Davvero tutti siamo chiamati a svolgere il nostro ruolo, a fare quanto è nelle nostre possibilità, l’opera di Laura Govoni ci richiama a questa responsabilità ineludibile.
Il tessuto di cui noi e il mondo siamo fatti
In fondo, la vita di ciascuno di noi è costituita da un tessuto tenuto insieme da trame di relazioni e rapporti; la stoffa di cui siamo fatti è lacerata dal dolore dei rifiuti che abbiamo ricevuto, delle insensatezze che abbiamo subito. Ma anche il mondo tutto è una trama altrettanto delicata di interdipendenze: infatti anche l’atmosfera ha patito un buco nell’ozono, quasi come uno strappo nel saio di Francesco; ed ampie zone di foreste millenarie ora non sono altro che terra bruciata; ed il clima, pur tra tanto colpevole negazionismo, sta mutando irreversibilmente; per fare solo alcuni esempi macroscopici.

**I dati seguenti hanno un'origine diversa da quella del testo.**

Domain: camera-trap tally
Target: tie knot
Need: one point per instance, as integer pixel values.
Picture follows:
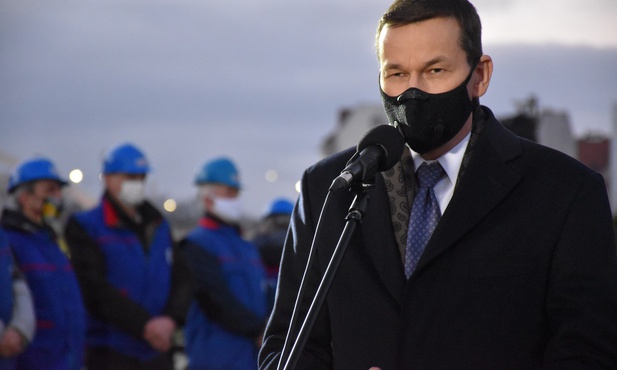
(429, 174)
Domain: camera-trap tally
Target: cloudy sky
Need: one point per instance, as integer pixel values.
(261, 81)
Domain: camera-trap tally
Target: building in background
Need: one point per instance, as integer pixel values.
(546, 126)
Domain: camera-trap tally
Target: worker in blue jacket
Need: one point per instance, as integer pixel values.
(123, 254)
(226, 320)
(17, 320)
(34, 189)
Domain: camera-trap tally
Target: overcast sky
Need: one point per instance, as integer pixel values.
(260, 81)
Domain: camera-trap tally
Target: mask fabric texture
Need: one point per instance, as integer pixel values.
(228, 209)
(427, 121)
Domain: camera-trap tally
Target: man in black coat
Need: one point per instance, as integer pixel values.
(521, 269)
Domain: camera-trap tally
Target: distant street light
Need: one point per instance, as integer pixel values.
(271, 176)
(76, 176)
(170, 205)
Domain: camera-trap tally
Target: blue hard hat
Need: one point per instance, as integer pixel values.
(219, 171)
(280, 206)
(33, 170)
(126, 158)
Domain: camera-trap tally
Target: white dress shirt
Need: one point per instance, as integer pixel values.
(451, 163)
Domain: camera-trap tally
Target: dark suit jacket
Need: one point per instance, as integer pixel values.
(521, 271)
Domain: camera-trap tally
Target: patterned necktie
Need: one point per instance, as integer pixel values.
(425, 214)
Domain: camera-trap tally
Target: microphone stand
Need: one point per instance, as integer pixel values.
(353, 219)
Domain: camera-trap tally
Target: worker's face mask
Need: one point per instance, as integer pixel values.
(428, 121)
(132, 192)
(228, 209)
(52, 207)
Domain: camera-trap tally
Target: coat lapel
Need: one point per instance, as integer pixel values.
(484, 181)
(382, 246)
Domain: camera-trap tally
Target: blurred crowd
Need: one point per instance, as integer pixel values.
(110, 288)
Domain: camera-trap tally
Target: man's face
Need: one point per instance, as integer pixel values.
(32, 202)
(113, 182)
(425, 55)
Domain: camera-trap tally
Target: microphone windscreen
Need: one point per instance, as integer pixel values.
(390, 139)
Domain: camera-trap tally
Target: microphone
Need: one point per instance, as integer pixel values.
(379, 150)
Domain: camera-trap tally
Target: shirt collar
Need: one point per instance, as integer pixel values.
(450, 161)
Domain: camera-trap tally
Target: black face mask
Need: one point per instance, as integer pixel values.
(428, 121)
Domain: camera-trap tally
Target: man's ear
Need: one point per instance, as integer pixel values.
(482, 76)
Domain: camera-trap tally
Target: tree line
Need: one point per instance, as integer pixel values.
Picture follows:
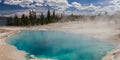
(32, 19)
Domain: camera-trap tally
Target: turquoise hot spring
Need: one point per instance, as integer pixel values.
(59, 45)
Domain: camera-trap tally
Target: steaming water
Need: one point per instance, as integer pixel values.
(60, 45)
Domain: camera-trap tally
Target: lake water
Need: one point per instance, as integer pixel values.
(60, 45)
(3, 22)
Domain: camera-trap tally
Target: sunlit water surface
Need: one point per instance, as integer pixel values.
(60, 45)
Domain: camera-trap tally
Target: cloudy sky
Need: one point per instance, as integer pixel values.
(77, 6)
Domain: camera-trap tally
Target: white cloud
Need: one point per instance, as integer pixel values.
(112, 7)
(58, 4)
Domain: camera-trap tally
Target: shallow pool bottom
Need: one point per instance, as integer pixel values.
(60, 45)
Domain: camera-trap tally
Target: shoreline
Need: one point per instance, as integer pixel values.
(97, 31)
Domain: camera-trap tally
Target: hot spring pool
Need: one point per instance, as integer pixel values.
(60, 45)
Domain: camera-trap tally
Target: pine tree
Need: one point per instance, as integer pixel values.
(42, 22)
(16, 20)
(48, 17)
(23, 20)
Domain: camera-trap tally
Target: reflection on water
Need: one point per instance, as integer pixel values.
(60, 45)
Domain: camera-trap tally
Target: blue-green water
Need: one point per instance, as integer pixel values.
(60, 45)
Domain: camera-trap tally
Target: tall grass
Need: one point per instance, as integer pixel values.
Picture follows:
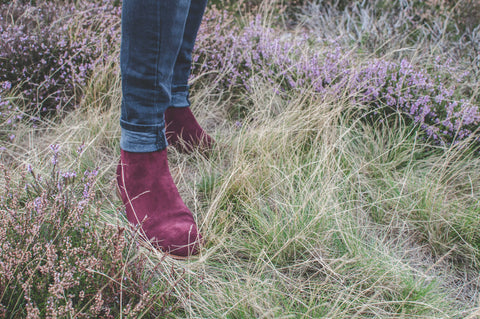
(309, 207)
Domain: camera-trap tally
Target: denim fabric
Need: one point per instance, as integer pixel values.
(155, 59)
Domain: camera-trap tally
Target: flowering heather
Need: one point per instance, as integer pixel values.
(48, 52)
(292, 62)
(59, 259)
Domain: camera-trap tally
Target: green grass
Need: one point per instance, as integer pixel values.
(307, 211)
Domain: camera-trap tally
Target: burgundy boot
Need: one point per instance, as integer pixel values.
(183, 131)
(152, 200)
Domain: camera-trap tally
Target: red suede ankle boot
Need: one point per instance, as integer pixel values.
(183, 131)
(152, 200)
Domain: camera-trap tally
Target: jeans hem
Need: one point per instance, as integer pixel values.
(143, 141)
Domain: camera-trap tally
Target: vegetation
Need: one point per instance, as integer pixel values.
(345, 181)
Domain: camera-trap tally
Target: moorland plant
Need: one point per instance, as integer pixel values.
(345, 182)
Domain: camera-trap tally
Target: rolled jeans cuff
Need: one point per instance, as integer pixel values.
(142, 138)
(180, 96)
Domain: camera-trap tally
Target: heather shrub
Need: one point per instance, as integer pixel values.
(59, 258)
(428, 96)
(49, 51)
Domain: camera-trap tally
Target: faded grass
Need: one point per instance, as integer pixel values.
(307, 209)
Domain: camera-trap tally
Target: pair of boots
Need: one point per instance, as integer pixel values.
(150, 196)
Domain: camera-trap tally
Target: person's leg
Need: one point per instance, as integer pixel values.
(152, 33)
(183, 130)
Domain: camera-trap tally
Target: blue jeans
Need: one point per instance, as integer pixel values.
(158, 37)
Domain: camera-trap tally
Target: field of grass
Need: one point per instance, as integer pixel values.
(345, 182)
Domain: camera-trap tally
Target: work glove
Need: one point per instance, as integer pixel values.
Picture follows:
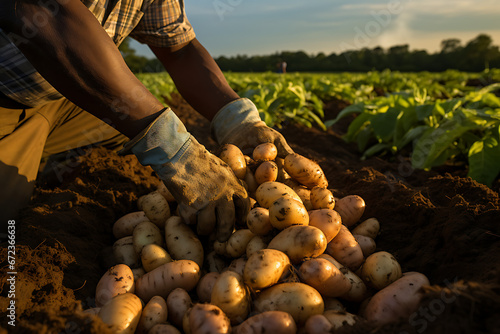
(239, 123)
(206, 190)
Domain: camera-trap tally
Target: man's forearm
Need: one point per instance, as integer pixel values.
(197, 77)
(74, 54)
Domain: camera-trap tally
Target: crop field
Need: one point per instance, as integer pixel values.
(409, 189)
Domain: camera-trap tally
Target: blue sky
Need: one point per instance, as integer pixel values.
(258, 27)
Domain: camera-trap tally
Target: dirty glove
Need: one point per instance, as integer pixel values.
(239, 123)
(205, 188)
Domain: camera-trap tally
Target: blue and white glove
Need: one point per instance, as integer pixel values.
(239, 123)
(205, 188)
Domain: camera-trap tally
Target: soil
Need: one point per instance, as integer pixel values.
(439, 223)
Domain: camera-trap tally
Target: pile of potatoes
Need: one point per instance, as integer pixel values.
(304, 262)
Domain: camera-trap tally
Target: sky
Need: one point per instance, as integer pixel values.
(259, 27)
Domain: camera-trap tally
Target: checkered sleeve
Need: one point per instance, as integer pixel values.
(164, 24)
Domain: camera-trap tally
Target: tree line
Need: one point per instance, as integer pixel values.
(476, 55)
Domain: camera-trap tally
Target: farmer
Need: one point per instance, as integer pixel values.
(64, 85)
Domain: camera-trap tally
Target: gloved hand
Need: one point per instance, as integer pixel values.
(205, 188)
(239, 123)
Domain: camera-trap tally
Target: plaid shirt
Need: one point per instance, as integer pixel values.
(159, 23)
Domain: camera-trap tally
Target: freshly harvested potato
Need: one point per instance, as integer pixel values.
(205, 286)
(327, 220)
(255, 244)
(322, 275)
(397, 301)
(144, 234)
(117, 280)
(380, 269)
(286, 211)
(178, 303)
(305, 171)
(155, 312)
(234, 158)
(265, 152)
(300, 242)
(206, 318)
(368, 228)
(156, 208)
(258, 221)
(268, 192)
(124, 226)
(231, 294)
(237, 242)
(153, 256)
(265, 268)
(182, 242)
(350, 208)
(298, 299)
(124, 252)
(276, 322)
(322, 198)
(167, 277)
(367, 244)
(340, 318)
(345, 249)
(122, 312)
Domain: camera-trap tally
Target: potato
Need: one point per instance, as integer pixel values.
(258, 221)
(350, 208)
(367, 244)
(286, 211)
(380, 269)
(298, 299)
(124, 252)
(117, 280)
(322, 275)
(255, 244)
(327, 220)
(167, 277)
(305, 171)
(340, 318)
(368, 228)
(144, 234)
(155, 312)
(232, 296)
(178, 303)
(268, 192)
(164, 329)
(206, 318)
(266, 172)
(358, 291)
(237, 242)
(318, 324)
(275, 322)
(300, 242)
(322, 198)
(182, 242)
(162, 189)
(122, 312)
(156, 208)
(124, 226)
(345, 249)
(234, 158)
(397, 301)
(265, 152)
(205, 286)
(265, 268)
(153, 256)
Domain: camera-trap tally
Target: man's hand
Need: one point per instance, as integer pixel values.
(239, 123)
(206, 189)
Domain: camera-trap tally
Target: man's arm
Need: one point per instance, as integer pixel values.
(197, 77)
(71, 50)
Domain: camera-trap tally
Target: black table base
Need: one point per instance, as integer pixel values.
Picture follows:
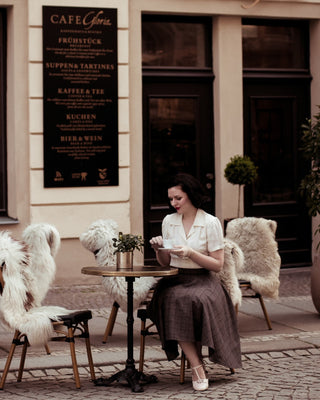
(133, 377)
(130, 374)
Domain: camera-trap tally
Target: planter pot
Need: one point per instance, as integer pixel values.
(125, 260)
(315, 282)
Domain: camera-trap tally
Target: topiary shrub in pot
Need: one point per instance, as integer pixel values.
(240, 171)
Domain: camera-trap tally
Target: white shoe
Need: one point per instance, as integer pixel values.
(200, 383)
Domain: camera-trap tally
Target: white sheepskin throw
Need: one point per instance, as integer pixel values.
(233, 260)
(98, 240)
(17, 308)
(43, 241)
(256, 238)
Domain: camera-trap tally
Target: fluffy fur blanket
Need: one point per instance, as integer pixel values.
(43, 242)
(233, 260)
(256, 238)
(98, 239)
(17, 304)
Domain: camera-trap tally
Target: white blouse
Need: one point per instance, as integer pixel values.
(205, 236)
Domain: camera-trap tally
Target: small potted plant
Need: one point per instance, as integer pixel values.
(310, 189)
(125, 244)
(241, 171)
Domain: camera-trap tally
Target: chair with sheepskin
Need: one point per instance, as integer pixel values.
(259, 274)
(21, 310)
(233, 260)
(98, 239)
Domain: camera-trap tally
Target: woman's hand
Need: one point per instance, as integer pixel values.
(163, 257)
(181, 251)
(156, 242)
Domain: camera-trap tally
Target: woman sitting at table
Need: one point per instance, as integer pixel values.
(193, 309)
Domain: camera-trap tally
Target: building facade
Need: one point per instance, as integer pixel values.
(198, 82)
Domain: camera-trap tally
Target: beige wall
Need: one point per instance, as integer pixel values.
(71, 210)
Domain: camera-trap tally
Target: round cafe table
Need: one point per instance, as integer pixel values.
(129, 373)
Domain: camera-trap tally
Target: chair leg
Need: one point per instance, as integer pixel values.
(47, 348)
(111, 322)
(9, 359)
(89, 353)
(182, 367)
(23, 358)
(70, 339)
(266, 316)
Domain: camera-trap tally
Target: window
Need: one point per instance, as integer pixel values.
(176, 42)
(3, 87)
(275, 45)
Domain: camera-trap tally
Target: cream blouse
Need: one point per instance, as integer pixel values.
(204, 236)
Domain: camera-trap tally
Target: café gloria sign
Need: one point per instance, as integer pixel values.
(80, 97)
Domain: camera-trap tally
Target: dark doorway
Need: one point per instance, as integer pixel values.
(177, 111)
(276, 103)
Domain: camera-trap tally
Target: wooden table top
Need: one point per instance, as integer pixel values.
(137, 271)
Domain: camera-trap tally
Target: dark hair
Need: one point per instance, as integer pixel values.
(190, 185)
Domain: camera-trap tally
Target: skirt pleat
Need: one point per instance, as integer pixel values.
(195, 307)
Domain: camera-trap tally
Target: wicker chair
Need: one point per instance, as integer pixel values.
(259, 275)
(34, 325)
(233, 260)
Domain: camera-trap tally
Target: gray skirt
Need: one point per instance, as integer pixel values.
(193, 306)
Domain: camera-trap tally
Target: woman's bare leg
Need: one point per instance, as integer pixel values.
(191, 352)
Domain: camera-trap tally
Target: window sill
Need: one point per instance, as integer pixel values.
(8, 221)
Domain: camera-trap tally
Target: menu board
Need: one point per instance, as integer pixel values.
(80, 97)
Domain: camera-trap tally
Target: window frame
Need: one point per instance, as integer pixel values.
(3, 118)
(280, 22)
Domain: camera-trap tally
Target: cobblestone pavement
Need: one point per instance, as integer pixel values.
(270, 375)
(287, 375)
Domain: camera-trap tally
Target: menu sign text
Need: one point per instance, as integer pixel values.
(80, 97)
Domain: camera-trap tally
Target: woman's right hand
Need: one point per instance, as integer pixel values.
(156, 242)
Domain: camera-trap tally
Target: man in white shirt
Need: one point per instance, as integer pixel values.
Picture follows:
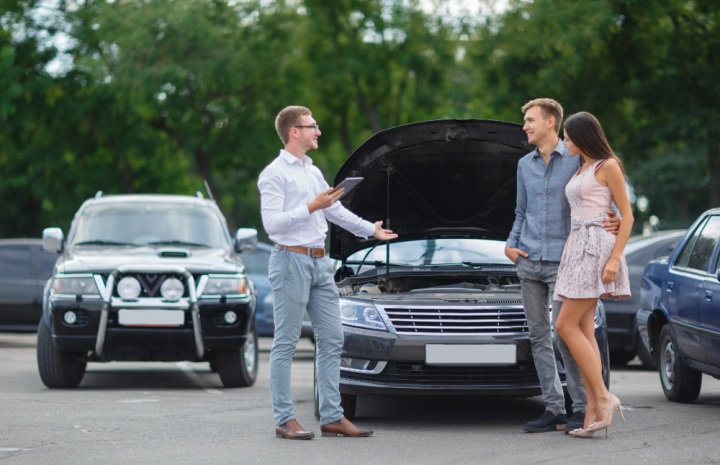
(296, 204)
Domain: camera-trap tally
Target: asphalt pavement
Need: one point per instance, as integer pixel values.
(179, 413)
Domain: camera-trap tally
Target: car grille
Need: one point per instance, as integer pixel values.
(458, 320)
(426, 375)
(150, 283)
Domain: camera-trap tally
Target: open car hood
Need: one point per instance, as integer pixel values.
(447, 178)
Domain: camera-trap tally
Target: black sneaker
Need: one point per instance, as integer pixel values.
(576, 421)
(547, 422)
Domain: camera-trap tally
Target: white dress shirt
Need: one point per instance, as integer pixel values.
(287, 186)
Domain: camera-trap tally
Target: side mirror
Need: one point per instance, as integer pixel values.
(246, 240)
(53, 240)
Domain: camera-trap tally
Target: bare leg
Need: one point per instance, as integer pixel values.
(587, 327)
(573, 315)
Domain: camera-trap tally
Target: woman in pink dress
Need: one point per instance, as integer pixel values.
(592, 264)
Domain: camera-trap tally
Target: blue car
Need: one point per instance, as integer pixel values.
(679, 319)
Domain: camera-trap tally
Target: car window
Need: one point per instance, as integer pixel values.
(47, 263)
(705, 245)
(256, 262)
(684, 256)
(153, 223)
(15, 262)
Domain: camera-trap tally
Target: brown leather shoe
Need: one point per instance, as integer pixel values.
(344, 428)
(292, 430)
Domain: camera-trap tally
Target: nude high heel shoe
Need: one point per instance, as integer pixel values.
(614, 405)
(581, 433)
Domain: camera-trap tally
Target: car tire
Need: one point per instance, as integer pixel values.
(680, 383)
(643, 354)
(58, 368)
(348, 402)
(239, 367)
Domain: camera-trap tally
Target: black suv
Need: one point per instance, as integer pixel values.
(148, 278)
(438, 311)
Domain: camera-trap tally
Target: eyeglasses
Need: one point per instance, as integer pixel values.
(315, 127)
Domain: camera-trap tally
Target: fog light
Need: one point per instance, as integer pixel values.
(354, 363)
(129, 288)
(230, 317)
(172, 289)
(70, 317)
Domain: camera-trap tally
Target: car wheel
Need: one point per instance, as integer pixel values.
(620, 358)
(238, 367)
(58, 368)
(643, 354)
(680, 383)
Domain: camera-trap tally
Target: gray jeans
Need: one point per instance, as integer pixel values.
(537, 279)
(301, 283)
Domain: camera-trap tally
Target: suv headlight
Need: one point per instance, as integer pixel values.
(361, 314)
(75, 286)
(226, 286)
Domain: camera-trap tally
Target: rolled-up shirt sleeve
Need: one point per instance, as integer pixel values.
(272, 202)
(341, 216)
(520, 209)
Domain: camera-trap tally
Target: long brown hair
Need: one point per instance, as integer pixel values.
(584, 130)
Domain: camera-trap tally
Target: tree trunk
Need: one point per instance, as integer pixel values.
(714, 166)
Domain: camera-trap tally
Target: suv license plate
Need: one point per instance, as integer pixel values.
(471, 354)
(151, 317)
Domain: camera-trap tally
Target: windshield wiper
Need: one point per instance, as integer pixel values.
(99, 242)
(189, 244)
(376, 263)
(486, 264)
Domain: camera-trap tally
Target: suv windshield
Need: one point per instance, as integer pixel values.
(152, 223)
(436, 252)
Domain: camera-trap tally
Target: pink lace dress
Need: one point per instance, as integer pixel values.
(589, 246)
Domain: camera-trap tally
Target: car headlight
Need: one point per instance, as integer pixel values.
(172, 289)
(226, 286)
(75, 286)
(129, 288)
(364, 315)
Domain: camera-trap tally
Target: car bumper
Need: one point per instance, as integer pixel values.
(149, 343)
(406, 372)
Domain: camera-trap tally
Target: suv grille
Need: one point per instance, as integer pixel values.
(150, 283)
(409, 373)
(458, 320)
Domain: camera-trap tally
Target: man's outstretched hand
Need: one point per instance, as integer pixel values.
(383, 234)
(512, 253)
(325, 199)
(612, 224)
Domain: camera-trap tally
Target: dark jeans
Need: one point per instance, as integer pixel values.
(537, 279)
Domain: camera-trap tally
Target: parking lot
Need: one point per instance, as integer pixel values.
(180, 413)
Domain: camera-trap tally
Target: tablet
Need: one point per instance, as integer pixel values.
(349, 184)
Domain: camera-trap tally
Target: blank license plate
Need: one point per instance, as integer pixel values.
(151, 317)
(471, 354)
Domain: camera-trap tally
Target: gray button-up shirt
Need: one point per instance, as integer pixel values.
(542, 214)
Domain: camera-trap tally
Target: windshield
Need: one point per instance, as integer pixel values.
(151, 223)
(436, 252)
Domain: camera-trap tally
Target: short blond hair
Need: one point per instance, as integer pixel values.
(287, 119)
(548, 108)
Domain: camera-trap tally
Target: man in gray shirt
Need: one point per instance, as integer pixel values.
(536, 243)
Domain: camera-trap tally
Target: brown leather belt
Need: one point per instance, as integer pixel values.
(303, 250)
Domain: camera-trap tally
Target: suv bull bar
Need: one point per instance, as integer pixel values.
(108, 288)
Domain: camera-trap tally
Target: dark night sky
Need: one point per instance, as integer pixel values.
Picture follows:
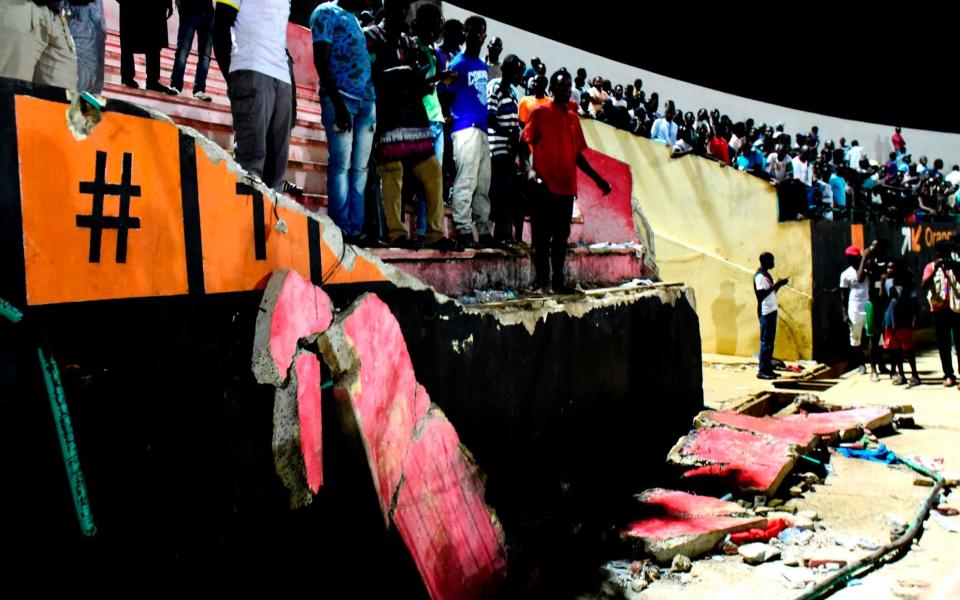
(825, 58)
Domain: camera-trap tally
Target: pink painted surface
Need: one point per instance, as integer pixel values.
(299, 43)
(674, 503)
(388, 403)
(747, 461)
(311, 425)
(792, 433)
(833, 422)
(455, 277)
(663, 528)
(443, 519)
(606, 218)
(301, 309)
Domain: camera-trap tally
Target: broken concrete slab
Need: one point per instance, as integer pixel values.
(738, 459)
(802, 430)
(307, 369)
(836, 422)
(798, 435)
(374, 376)
(683, 523)
(288, 460)
(456, 541)
(292, 308)
(427, 482)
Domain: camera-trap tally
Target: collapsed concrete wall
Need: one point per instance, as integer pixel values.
(154, 323)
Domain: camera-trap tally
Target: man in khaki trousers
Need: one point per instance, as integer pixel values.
(37, 45)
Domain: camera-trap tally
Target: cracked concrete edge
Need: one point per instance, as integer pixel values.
(332, 235)
(530, 316)
(703, 421)
(337, 351)
(287, 453)
(263, 366)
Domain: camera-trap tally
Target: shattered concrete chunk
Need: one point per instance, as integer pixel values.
(428, 484)
(456, 541)
(682, 523)
(742, 460)
(288, 459)
(374, 377)
(757, 553)
(292, 308)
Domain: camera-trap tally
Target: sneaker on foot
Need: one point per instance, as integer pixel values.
(291, 188)
(466, 240)
(156, 86)
(445, 245)
(405, 243)
(564, 289)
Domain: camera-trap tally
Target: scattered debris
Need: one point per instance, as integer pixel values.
(681, 564)
(757, 553)
(682, 523)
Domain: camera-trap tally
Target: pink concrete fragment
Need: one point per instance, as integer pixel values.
(829, 423)
(742, 460)
(672, 502)
(682, 523)
(387, 401)
(311, 426)
(292, 308)
(456, 541)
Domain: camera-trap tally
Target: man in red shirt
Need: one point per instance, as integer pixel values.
(940, 283)
(899, 144)
(556, 140)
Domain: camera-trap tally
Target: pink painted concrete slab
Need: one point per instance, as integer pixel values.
(792, 433)
(829, 423)
(292, 308)
(388, 403)
(745, 461)
(683, 523)
(676, 503)
(311, 425)
(455, 540)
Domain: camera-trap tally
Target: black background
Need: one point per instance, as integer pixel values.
(886, 63)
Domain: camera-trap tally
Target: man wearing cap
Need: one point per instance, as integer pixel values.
(556, 140)
(854, 294)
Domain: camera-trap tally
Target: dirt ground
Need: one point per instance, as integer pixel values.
(855, 504)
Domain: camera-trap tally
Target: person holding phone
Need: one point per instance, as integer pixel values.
(766, 289)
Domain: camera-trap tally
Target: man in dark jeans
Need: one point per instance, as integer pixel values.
(250, 43)
(766, 290)
(143, 30)
(557, 144)
(196, 17)
(940, 283)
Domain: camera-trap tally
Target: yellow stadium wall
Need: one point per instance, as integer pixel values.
(710, 224)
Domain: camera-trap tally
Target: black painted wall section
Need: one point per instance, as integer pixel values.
(830, 239)
(174, 434)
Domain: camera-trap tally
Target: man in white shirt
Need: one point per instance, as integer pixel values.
(954, 177)
(854, 154)
(250, 43)
(766, 290)
(854, 294)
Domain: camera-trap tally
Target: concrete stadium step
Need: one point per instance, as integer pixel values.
(184, 105)
(214, 76)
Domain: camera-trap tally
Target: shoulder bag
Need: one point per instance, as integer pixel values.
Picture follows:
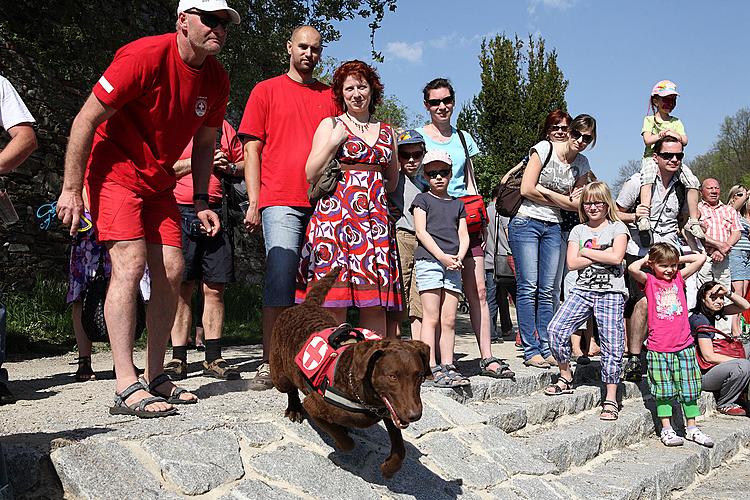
(509, 195)
(326, 183)
(476, 212)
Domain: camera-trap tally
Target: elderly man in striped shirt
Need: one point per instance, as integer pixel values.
(721, 224)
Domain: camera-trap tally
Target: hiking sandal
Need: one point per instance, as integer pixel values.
(610, 410)
(556, 390)
(456, 378)
(503, 372)
(138, 409)
(84, 372)
(441, 378)
(174, 397)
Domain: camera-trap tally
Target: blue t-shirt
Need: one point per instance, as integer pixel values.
(457, 185)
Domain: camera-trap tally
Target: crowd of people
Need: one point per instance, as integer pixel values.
(150, 155)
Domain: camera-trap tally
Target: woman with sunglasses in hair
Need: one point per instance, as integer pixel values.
(739, 256)
(439, 134)
(534, 233)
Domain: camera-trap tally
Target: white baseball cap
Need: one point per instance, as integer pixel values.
(209, 6)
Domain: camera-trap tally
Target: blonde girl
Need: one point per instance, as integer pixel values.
(596, 249)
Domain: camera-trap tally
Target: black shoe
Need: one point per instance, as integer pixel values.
(633, 370)
(6, 397)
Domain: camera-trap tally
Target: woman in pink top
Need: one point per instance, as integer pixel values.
(672, 367)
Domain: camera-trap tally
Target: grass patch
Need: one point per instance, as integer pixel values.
(40, 320)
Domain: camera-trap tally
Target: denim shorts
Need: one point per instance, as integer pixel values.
(283, 233)
(432, 275)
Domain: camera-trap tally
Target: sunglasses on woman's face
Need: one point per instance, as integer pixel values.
(408, 155)
(445, 100)
(669, 156)
(586, 138)
(432, 174)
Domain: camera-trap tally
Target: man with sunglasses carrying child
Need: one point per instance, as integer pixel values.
(158, 93)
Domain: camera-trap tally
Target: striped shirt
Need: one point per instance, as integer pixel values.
(719, 221)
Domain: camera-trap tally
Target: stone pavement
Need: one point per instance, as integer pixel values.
(497, 439)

Chiara, amorevolmente, ha tessuto toppe che potessero tenere insieme la fragile fibra dell’abito di Francesco. E, ci dice Laura Govoni, ognuno di noi deve tessere con la stessa umiltà e tenacia toppe che possano aiutare il creato a restare unito, a rimanere una casa abitabile.
Paul Sabatier, biografo di Francesco, ha scritto che la sua originalità più grande è consistita nel “non aver mai ceduto”: alle pressioni di una chiesa che voleva incasellarlo ed addomesticarlo nella banalità di tanti; alle lusinghe della ricchezza e della fama; a credere che essere cristiano fosse costituzionalmente migliore rispetto all’essere islamico; ad usare la natura invece che sentirsi umile frammento di essa. Laura Govoni ci invita con questa installazione così suggestiva ed imponente ad assumere il medesimo atteggiamento di resilienza, a voler fare quanto è in nostro potere per essere, come Francesco, attenti agli altri e costruttori di un rinnovato rispetto del creato che è in nostro potere, è nelle mostre misere mani, distruggere quanto risanare.
Con un gioco di parole si potrebbe parlare, al posto di un “rammendo” (quello operato da Chiara sul saio di Francesco, qui riprodotto simbolicamente da Laura Govoni), di un “rammOndo”: intendendo con questo neologismo l’invito che Laura Govoni ci offre a ritessere il nostro rapporto con il creato, con questo mondo da rammendare e rattoppare grazie agli stimoli ed all’esempio di Francesco. Ecco quindi, a tenere insieme il saio dell’installazione, questi frammenti di abiti che vengono di lontano, che raccontano storie di fuga, pericolo, emarginazione, a volte riscatto, di donne e uomini che l’emergenza climatica o l’instabilità politica o la marginalizzazione hanno costretto a cercare un altro mondo, a rivestirsi di un’altra veste. Ecco questa provocazione potente capace di ispirarci, grazie alla visionarietà di Laura Govoni, con l’invito a poter essere parti attive e partecipi di questo abito mondiale comune che diventa poi un abitare comune.